Why is it that although every marketing book / article I’ve ever read tells me with authority that it costs 5 (or more!) times as much to get a new customer as to sell to an existing one, so few companies understand this?

Do their executives and marketing people not read?

I know you’ll have many examples of such wasted opportunity, and I’d love to hear those that stand out in your mind, so to get the ball rolling, let me give you a couple of – to me – amazing ones…

Newsweek is top of mind at the moment as I have just received my annual renewal notice. This ongoing piece of optimism on their part really baffles me as the renewal fee is almost exactly TWICE what I would pay to take out a new gift subscription, and that excludes the (admittedly dubious) value of the little extras they send with gift subscriptions.

When I queried this with the “Customer Service” people at Newsweek a couple of years ago, all I got was a rather terse note saying that the renewal price is the best available offer for my country. This in spite of me providing them URLs to prove otherwise in my original query… So, each year for the past several years I’ve allowed a subscription to lapse and taken out a new gift one, saving myself a tidy sum in the process.

This is, of course, a lot more expensive for Newsweek: apart from the trinkets, they always allow a lapsing subscription to run on for a few issues while they send out several reminder letters.

Why not just give subscribers the same deal (without the trinkets) and save on the letters, too?

Another great example is that of Consumer Electronics stores – full disclosure: I love gadgets and electronics stores. The opportunities they miss to get steady repeat business are legion! Let’s face it: they have my information as I invariably pay by credit card and they could easily ask me to sign up for a “loyalty card” or just permission marketing.

But they don’t.

Each time I visit, I’m treated as a brand new customer (not a great experience in most cases to be honest).

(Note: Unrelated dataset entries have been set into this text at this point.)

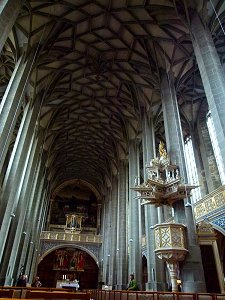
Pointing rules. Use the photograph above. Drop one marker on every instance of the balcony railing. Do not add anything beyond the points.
(71, 237)
(210, 204)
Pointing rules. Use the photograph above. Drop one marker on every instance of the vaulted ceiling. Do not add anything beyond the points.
(98, 64)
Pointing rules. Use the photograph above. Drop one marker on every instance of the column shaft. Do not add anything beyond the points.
(213, 77)
(192, 271)
(15, 173)
(11, 103)
(122, 257)
(9, 10)
(134, 222)
(155, 267)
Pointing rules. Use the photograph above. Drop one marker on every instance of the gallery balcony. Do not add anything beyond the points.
(70, 237)
(211, 208)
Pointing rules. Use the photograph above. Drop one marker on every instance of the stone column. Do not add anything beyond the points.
(155, 266)
(9, 10)
(121, 255)
(99, 206)
(15, 173)
(34, 245)
(37, 210)
(23, 210)
(107, 236)
(134, 222)
(16, 228)
(212, 75)
(12, 101)
(192, 274)
(113, 232)
(211, 172)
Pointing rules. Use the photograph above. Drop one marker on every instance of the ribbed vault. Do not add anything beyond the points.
(98, 70)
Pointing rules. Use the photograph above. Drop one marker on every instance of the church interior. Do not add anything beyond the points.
(112, 144)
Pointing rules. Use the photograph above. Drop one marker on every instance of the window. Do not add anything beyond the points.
(215, 146)
(192, 169)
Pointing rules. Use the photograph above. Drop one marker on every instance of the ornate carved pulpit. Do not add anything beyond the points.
(163, 187)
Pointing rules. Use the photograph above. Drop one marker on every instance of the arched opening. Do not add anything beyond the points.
(66, 264)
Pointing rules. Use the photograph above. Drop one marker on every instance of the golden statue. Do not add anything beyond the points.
(162, 150)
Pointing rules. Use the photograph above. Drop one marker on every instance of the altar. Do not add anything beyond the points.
(66, 284)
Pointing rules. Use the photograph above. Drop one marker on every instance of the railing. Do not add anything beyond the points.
(71, 237)
(209, 204)
(142, 295)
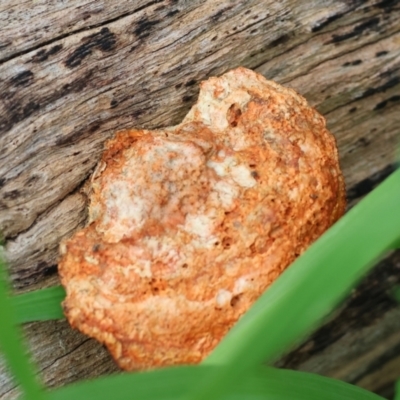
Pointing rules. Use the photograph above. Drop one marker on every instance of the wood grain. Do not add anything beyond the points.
(72, 73)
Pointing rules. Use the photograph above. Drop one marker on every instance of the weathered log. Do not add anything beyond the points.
(71, 73)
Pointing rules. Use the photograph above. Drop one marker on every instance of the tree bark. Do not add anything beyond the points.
(72, 73)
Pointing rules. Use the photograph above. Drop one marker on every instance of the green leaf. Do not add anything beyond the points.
(11, 344)
(39, 305)
(172, 383)
(308, 291)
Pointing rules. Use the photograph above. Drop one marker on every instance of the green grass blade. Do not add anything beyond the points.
(171, 383)
(11, 344)
(39, 305)
(397, 395)
(310, 288)
(395, 292)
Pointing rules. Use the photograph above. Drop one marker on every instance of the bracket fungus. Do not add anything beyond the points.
(188, 225)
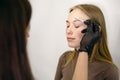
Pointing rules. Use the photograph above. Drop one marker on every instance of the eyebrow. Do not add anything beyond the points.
(75, 19)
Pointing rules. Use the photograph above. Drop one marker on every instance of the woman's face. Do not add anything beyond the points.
(74, 26)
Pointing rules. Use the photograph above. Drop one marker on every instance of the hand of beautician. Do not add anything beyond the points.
(92, 36)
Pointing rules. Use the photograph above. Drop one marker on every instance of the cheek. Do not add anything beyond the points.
(79, 35)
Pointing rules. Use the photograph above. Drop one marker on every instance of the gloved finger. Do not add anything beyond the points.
(89, 24)
(84, 30)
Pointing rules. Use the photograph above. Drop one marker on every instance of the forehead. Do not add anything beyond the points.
(77, 14)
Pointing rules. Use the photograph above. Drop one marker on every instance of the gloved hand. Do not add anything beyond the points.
(92, 36)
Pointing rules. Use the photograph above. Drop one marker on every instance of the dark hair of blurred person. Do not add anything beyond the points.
(14, 21)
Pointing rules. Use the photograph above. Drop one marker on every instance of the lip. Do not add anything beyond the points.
(70, 38)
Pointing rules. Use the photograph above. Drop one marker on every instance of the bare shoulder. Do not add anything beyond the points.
(106, 70)
(65, 54)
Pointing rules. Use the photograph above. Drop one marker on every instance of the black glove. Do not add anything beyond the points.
(92, 36)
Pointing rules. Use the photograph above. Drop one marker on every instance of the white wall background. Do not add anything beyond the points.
(47, 35)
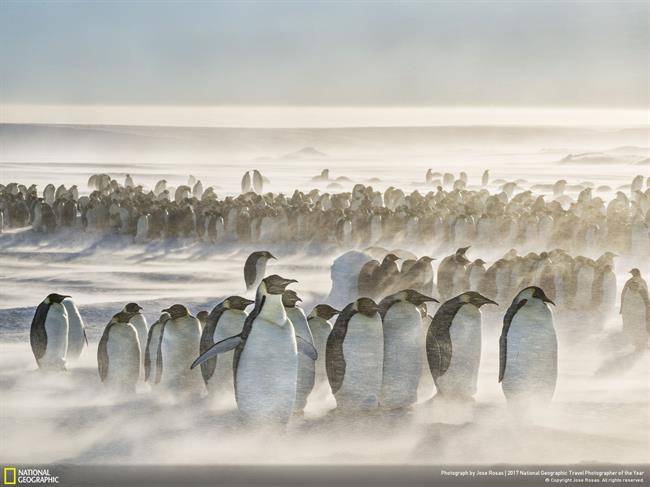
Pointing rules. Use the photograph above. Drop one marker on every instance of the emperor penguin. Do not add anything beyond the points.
(403, 342)
(635, 310)
(454, 345)
(151, 351)
(306, 365)
(255, 268)
(246, 183)
(77, 338)
(321, 327)
(485, 179)
(179, 343)
(355, 356)
(202, 316)
(224, 321)
(49, 333)
(139, 322)
(118, 354)
(452, 273)
(265, 364)
(528, 350)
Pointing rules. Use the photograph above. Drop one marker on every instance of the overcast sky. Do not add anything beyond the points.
(506, 53)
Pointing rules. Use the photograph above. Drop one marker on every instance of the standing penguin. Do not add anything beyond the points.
(635, 310)
(225, 320)
(255, 268)
(49, 333)
(403, 342)
(180, 339)
(306, 365)
(454, 345)
(452, 273)
(528, 349)
(355, 356)
(139, 322)
(151, 350)
(265, 365)
(118, 354)
(321, 327)
(77, 338)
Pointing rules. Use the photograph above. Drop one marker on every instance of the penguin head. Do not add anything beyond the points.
(366, 306)
(476, 299)
(122, 317)
(177, 311)
(275, 284)
(238, 303)
(391, 258)
(462, 250)
(324, 311)
(265, 254)
(164, 317)
(132, 308)
(414, 297)
(533, 292)
(290, 298)
(55, 298)
(202, 316)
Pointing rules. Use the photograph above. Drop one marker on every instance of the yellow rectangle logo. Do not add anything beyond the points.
(9, 475)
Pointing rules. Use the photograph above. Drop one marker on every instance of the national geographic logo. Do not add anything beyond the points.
(28, 476)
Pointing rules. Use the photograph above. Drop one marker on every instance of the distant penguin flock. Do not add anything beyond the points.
(444, 210)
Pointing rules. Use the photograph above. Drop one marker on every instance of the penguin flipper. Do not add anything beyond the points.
(306, 348)
(334, 359)
(439, 352)
(220, 347)
(102, 355)
(38, 334)
(503, 340)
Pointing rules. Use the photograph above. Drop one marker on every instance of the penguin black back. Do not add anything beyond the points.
(503, 340)
(207, 340)
(37, 334)
(438, 345)
(102, 353)
(335, 361)
(246, 330)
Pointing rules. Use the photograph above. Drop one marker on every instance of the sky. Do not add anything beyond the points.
(592, 55)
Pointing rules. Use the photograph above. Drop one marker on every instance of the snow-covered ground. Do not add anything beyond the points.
(601, 411)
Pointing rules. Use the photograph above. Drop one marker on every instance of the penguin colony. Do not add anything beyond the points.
(450, 213)
(271, 357)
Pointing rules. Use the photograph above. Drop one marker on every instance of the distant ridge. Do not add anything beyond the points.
(306, 153)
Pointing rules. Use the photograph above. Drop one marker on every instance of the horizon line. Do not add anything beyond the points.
(305, 116)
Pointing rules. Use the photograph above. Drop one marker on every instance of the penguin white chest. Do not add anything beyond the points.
(306, 366)
(56, 328)
(461, 377)
(363, 351)
(230, 324)
(531, 357)
(152, 349)
(76, 330)
(267, 371)
(402, 367)
(320, 330)
(123, 353)
(180, 346)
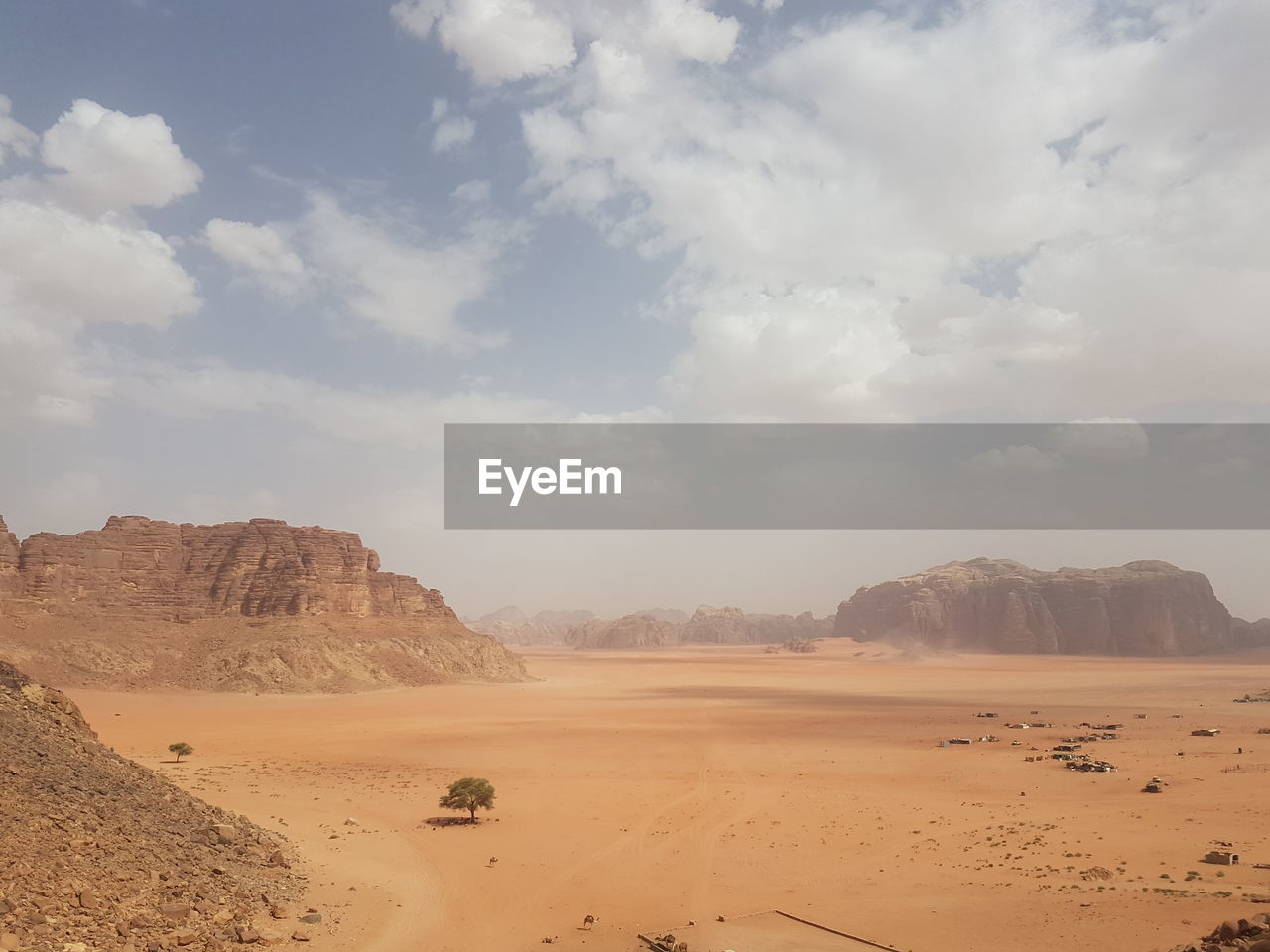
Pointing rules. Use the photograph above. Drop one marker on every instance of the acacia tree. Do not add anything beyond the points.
(181, 748)
(470, 793)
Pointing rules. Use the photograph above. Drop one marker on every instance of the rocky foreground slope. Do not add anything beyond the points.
(96, 849)
(1141, 610)
(1233, 936)
(706, 626)
(245, 606)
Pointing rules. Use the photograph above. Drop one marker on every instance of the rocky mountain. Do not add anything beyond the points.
(1250, 634)
(10, 552)
(665, 615)
(244, 606)
(96, 849)
(1233, 936)
(1142, 608)
(706, 626)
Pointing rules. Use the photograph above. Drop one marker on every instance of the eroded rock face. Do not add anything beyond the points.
(143, 566)
(10, 583)
(248, 606)
(1139, 610)
(96, 849)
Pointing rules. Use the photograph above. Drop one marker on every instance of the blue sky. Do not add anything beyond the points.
(254, 255)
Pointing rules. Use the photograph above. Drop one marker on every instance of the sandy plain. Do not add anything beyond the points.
(654, 787)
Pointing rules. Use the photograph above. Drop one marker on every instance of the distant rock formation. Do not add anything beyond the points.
(243, 606)
(1251, 934)
(10, 552)
(706, 626)
(627, 631)
(1139, 610)
(1250, 634)
(140, 566)
(665, 615)
(103, 853)
(511, 626)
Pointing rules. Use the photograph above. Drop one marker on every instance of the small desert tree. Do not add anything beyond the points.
(468, 793)
(181, 749)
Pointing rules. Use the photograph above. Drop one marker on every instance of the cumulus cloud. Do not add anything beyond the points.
(103, 160)
(382, 272)
(72, 255)
(14, 137)
(835, 198)
(259, 250)
(403, 419)
(497, 41)
(451, 128)
(507, 41)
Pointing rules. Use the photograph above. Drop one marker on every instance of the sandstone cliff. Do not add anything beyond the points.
(1143, 610)
(10, 583)
(99, 851)
(140, 566)
(245, 606)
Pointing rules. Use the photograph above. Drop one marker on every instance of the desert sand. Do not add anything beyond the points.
(657, 787)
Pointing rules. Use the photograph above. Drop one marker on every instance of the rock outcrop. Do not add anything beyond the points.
(1233, 936)
(1139, 610)
(665, 615)
(627, 631)
(511, 626)
(10, 553)
(96, 849)
(706, 626)
(248, 606)
(149, 567)
(1250, 634)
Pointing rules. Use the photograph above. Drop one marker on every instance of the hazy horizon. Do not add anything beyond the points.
(253, 257)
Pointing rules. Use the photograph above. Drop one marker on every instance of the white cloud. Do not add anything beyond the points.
(14, 137)
(1015, 458)
(395, 280)
(64, 270)
(834, 203)
(452, 131)
(72, 270)
(261, 250)
(1102, 438)
(109, 162)
(497, 41)
(398, 419)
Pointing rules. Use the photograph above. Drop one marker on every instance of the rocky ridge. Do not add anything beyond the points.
(96, 849)
(248, 606)
(1146, 608)
(511, 626)
(1233, 936)
(706, 626)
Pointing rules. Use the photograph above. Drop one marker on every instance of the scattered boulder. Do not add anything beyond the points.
(99, 853)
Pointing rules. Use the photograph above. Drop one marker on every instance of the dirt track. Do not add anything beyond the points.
(657, 787)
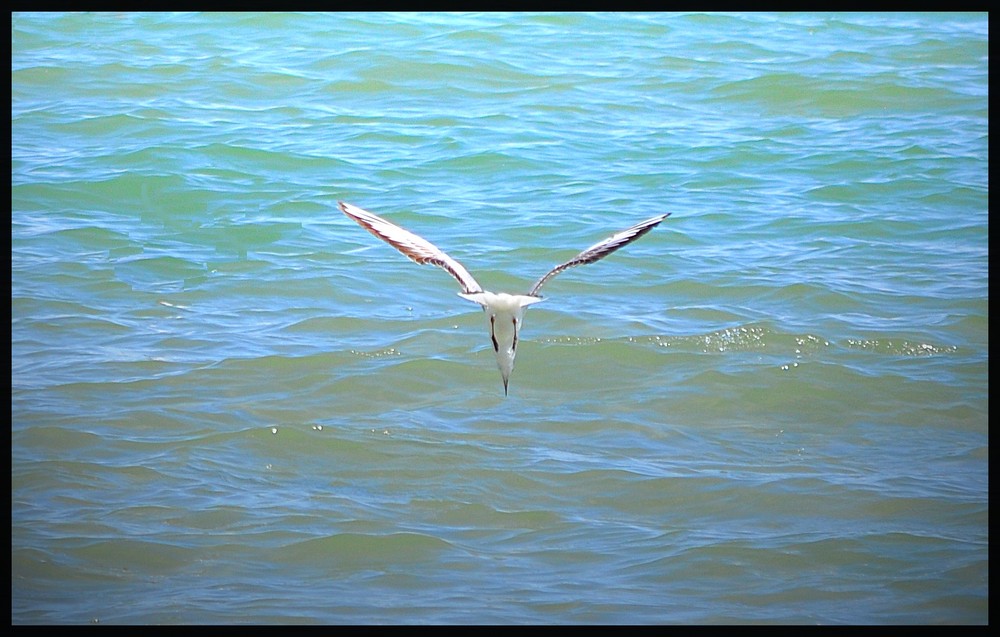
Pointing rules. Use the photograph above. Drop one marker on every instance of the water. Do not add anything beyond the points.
(231, 404)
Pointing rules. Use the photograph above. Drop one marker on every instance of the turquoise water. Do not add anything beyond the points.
(230, 404)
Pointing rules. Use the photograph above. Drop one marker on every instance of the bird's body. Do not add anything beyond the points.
(504, 311)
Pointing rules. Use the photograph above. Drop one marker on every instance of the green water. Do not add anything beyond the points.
(230, 404)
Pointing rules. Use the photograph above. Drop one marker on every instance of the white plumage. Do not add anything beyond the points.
(504, 311)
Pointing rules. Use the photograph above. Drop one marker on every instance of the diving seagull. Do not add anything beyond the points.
(505, 311)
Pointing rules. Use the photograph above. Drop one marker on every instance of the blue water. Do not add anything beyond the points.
(230, 404)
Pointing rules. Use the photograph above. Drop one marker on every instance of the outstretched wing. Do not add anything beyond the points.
(416, 248)
(600, 250)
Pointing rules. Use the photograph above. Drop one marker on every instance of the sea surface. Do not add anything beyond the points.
(231, 404)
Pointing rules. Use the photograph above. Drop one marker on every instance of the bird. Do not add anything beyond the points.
(504, 311)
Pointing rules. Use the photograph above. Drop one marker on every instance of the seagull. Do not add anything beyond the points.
(504, 311)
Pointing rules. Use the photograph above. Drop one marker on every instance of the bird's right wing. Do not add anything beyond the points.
(602, 249)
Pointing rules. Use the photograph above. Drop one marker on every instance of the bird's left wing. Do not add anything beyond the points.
(416, 248)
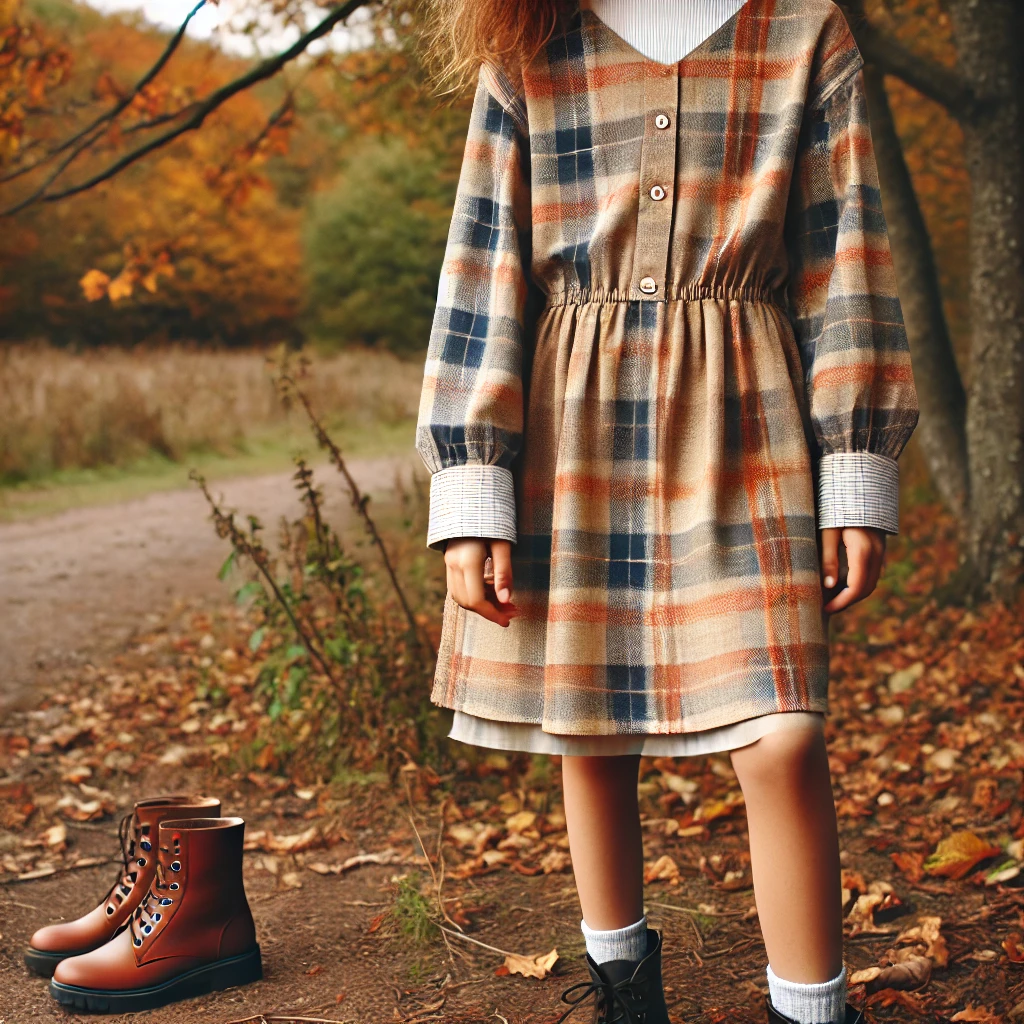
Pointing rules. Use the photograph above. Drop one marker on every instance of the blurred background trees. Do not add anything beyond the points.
(305, 198)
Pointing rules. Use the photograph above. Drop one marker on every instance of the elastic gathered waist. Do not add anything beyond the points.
(684, 293)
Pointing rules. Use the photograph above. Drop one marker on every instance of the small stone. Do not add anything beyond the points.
(892, 715)
(942, 760)
(901, 681)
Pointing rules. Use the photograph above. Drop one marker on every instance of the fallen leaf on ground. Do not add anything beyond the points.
(531, 967)
(520, 821)
(389, 856)
(293, 844)
(977, 1015)
(663, 869)
(911, 973)
(911, 865)
(1012, 945)
(957, 854)
(927, 932)
(861, 915)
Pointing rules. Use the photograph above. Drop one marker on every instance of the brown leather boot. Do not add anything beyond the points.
(774, 1017)
(138, 835)
(193, 934)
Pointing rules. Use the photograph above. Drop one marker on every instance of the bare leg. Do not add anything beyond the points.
(794, 853)
(603, 821)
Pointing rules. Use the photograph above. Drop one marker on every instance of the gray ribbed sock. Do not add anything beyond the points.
(821, 1004)
(616, 943)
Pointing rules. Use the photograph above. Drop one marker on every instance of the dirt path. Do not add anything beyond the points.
(77, 585)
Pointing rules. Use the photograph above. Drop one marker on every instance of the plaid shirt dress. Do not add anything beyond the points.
(668, 348)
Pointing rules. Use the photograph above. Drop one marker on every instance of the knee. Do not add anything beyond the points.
(784, 758)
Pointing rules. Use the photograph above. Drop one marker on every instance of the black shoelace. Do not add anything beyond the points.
(626, 1000)
(128, 872)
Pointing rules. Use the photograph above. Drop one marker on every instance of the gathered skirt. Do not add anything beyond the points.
(666, 568)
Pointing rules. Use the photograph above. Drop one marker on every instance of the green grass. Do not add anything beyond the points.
(269, 453)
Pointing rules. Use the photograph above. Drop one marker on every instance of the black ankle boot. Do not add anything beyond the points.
(774, 1017)
(626, 992)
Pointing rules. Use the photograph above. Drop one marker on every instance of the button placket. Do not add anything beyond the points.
(657, 179)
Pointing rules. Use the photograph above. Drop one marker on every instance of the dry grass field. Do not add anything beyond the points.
(112, 408)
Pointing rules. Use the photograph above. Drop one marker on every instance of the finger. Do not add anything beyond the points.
(457, 587)
(858, 556)
(829, 557)
(501, 555)
(476, 597)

They miss opportunities to sell me upgrades or add-ons for products I’ve previously purchased (unless that’s the purpose of my visit). They don’t keep records of what sort of things attract me so I can be carefully guided by the marketing people to buy more. In fact, they have no idea who I am at all – and yet the company executives that I’ve come to know from some of these stores are searching for extra sales, especially in these tough economic times…

When are companies going to wake up to the real, lifetime value of their customers?